What Saddam Hussein Teaches us about Social Networks
Posted by: Dan Moorhead on Feb 28, 2010
As “ideal types” of coordination
(that is, getting things done through groups) we often hear about Networks as polar opposites of Hierarchy. Networks are flat, egalitarian, flexible, and emergent, while Hierarchy is vertical, oligarchic, rigid, and prescribed by the powers-that-be. The two forms are not so much locked in a death struggle for dominance, however, as they are co-existing at the same time in a complex overlay.
Looking for a concrete example? Consider the regime of Saddam Hussein, up to and including the US-Iraq war beginning in 2003. A 5 minute video from Slate magazine reveals how social networks ran alongside the formal government structure, and how US forces used network analysis to track down and capture Saddam.
Abstracting away from Iraq, there are some general principles of Networks vs. Hierarchy that come through loud and clear from this example.
- do not confuse networks of influence, knowledge, power with a formal organization chart ... they may overlap, but are of great interest where different.
. - the inner circle takes care of its own as shown in Art Kleiner’s, Who Really Matters: The Core Group Theory of Power, Privilege, and Success.
. - personal networks in some cases may be even stronger than the formal ones (e.g. secrets, deep loyalties, status markers)
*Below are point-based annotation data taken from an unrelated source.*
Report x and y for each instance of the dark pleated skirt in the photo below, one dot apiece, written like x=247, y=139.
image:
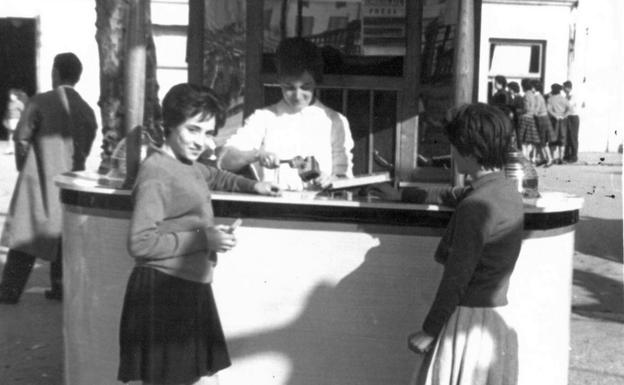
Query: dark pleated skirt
x=527, y=130
x=544, y=128
x=170, y=330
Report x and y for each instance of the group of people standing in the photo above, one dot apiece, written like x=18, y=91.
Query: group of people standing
x=546, y=125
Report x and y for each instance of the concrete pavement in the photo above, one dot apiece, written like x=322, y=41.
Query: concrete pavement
x=31, y=337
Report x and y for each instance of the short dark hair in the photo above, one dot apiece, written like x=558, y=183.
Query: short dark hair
x=526, y=84
x=555, y=89
x=482, y=131
x=68, y=66
x=186, y=100
x=538, y=85
x=500, y=79
x=296, y=55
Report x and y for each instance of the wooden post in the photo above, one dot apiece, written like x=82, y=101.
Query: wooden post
x=464, y=62
x=134, y=85
x=195, y=41
x=253, y=56
x=407, y=102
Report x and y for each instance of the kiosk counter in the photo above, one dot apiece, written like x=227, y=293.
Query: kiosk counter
x=318, y=290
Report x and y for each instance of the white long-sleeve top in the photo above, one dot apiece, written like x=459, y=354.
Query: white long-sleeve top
x=317, y=131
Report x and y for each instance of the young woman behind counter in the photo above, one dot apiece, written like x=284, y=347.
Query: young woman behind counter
x=298, y=125
x=170, y=329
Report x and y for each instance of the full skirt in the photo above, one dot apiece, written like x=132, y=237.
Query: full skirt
x=170, y=330
x=475, y=347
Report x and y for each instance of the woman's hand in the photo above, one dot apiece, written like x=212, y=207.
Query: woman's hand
x=420, y=342
x=323, y=180
x=268, y=159
x=266, y=188
x=219, y=238
x=384, y=191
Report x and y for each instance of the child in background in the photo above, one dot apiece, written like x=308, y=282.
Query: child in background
x=557, y=106
x=15, y=107
x=544, y=127
x=464, y=335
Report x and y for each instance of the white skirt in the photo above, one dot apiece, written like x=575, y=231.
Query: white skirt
x=475, y=347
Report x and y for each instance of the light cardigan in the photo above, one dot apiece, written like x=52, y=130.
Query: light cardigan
x=172, y=209
x=316, y=130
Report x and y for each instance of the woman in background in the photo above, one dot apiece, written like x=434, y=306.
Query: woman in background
x=558, y=107
x=544, y=127
x=15, y=107
x=527, y=129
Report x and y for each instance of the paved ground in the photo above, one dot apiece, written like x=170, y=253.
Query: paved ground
x=31, y=350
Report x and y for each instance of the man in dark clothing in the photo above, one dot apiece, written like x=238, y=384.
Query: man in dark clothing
x=54, y=136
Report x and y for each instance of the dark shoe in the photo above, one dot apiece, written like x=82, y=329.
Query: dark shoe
x=54, y=294
x=8, y=297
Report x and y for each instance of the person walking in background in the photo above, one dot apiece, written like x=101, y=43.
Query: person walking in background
x=53, y=136
x=542, y=121
x=170, y=331
x=15, y=107
x=527, y=129
x=501, y=97
x=557, y=106
x=516, y=105
x=571, y=145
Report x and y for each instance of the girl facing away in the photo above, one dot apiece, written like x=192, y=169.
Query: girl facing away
x=170, y=330
x=464, y=337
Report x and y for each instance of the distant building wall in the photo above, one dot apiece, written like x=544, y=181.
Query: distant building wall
x=595, y=65
x=597, y=73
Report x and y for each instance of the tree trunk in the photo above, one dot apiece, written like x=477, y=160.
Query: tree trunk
x=111, y=24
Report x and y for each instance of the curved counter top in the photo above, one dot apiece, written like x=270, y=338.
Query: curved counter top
x=551, y=210
x=317, y=288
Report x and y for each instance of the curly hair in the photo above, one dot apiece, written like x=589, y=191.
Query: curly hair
x=295, y=56
x=186, y=100
x=483, y=132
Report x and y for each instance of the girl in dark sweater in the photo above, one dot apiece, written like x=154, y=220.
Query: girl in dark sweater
x=170, y=330
x=464, y=336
. - from Saddam's POV, Weak Ties (to a wider circle) may bring fresh non-redundant info, but Strong Ties (four intertwined families from Tikrit, with long shared history) are your fallback under stress
. - from the US Intel / Army POV, the key was creating a "bridge" to the mystery "Fat Man," converting him to a Weak Tie for the US forces, while this bodyguard remained a Strong Tie to Saddam
.
Jumping now to a very different context, the combination of Weak and Strong Ties is the same way radical Innovation works. See the research of Harvard Business School professor Lee Fleming, using network structure (graph theory) to understand the productivity of R&D or Open Sourcing for breakthrough innovation. [link]. The Weak Tie brings in the radical new ideas, but the strong ties of existing "cluster" of researchers allows in-depth testing, vetting, development of an idea, and fast diffusion within the cluster. In Fleming's argument, you need both the Weak Tie and the Cluster. Either one alone will not deliver the breakthrough, you need both.